To listen. To repair. To choose care, again and again.
That softness is power.
It’s the foundation of trust, intimacy, and liberation.
And it’s how we reclaim what capitalism tries to take from us.
Want a place to start? Read these:
These books offer frameworks, tools, and language to help us navigate conflict, restore connection, and build real community, starting at home:
Set Boundaries, Find Peace by Nedra Glover Tawwab
A super practical, no-nonsense guide to setting and keeping boundaries. If you’ve ever struggled with saying no or felt overwhelmed by other people’s needs, this book will help.All About Love by bell hooks
A powerful, personal look at what love really means—and how our culture teaches us all the wrong things about it. It’s eye-opening, grounding, and full of hope.We Do This ’Til We Free Us by Mariame Kaba
A collection of essays and conversations about care, accountability, and imagining a world without punishment. It’s about justice, but also about how we show up for each other when things get hard.How We Show Up by Mia Birdsong
This one is all about community—how to find it, build it, and be part of it in real, connected ways. It’s an invitation to stop trying to do life alone.Love in a F*cked Up World by Dean Spade
A short but powerful book about practicing love as something active, not just a feeling. It’s about how to keep showing up for care and connection even when the world feels like it’s falling apart.

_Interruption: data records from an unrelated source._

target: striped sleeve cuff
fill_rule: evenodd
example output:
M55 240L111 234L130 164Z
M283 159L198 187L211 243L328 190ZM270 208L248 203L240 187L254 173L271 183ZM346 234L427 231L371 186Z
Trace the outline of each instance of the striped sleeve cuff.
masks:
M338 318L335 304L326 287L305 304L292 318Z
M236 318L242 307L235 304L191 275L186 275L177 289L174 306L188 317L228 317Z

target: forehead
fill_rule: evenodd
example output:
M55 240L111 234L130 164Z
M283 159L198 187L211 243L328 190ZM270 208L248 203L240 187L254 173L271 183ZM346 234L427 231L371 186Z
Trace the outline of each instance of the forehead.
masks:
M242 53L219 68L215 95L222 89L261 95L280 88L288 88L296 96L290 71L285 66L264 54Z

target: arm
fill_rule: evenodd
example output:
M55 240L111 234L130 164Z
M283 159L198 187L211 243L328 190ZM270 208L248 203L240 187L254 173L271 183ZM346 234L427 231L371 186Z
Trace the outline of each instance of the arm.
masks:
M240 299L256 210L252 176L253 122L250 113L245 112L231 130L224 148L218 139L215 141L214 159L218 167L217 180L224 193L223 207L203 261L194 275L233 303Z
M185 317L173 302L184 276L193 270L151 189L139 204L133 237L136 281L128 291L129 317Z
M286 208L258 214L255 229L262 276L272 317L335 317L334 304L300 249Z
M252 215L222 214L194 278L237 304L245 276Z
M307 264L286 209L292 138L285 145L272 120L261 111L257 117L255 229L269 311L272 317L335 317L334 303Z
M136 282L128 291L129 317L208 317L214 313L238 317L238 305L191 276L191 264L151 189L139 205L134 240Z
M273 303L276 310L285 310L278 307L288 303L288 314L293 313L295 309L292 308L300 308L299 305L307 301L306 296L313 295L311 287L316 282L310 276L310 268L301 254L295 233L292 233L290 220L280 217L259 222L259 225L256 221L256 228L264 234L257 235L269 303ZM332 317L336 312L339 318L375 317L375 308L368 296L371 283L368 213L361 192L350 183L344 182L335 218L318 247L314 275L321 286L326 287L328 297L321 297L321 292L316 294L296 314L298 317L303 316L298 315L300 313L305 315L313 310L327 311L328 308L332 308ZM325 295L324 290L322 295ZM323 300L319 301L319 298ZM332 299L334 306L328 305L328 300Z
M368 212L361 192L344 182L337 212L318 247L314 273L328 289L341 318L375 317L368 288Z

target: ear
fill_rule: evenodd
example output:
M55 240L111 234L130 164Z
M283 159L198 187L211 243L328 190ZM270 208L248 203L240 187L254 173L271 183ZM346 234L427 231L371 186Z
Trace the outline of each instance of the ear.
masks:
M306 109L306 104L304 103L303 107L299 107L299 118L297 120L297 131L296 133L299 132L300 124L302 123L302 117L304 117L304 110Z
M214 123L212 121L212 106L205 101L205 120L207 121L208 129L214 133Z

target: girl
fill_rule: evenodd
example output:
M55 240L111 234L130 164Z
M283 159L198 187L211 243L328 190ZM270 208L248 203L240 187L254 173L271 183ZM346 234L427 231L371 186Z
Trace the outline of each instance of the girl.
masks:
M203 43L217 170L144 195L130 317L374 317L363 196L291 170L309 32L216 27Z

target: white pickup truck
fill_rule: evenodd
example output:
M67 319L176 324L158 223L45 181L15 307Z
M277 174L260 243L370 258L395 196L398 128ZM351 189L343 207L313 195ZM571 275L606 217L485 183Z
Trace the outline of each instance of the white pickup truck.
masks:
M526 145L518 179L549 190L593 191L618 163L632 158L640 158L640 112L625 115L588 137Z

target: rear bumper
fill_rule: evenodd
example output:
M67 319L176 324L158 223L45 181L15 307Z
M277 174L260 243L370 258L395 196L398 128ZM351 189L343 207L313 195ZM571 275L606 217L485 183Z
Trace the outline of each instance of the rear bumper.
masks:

You can’t outwork a broken system.
You can’t buy your way into belonging.
And you can’t build intimacy by avoiding it.
But you can start learning. You can practice showing up.
You can build something at home that feels safe, equitable, and whole.
And that kind of care?
It’s contagious. It ripples outward.
It challenges power. It changes lives.
It’s how we build the world we actually want to live in.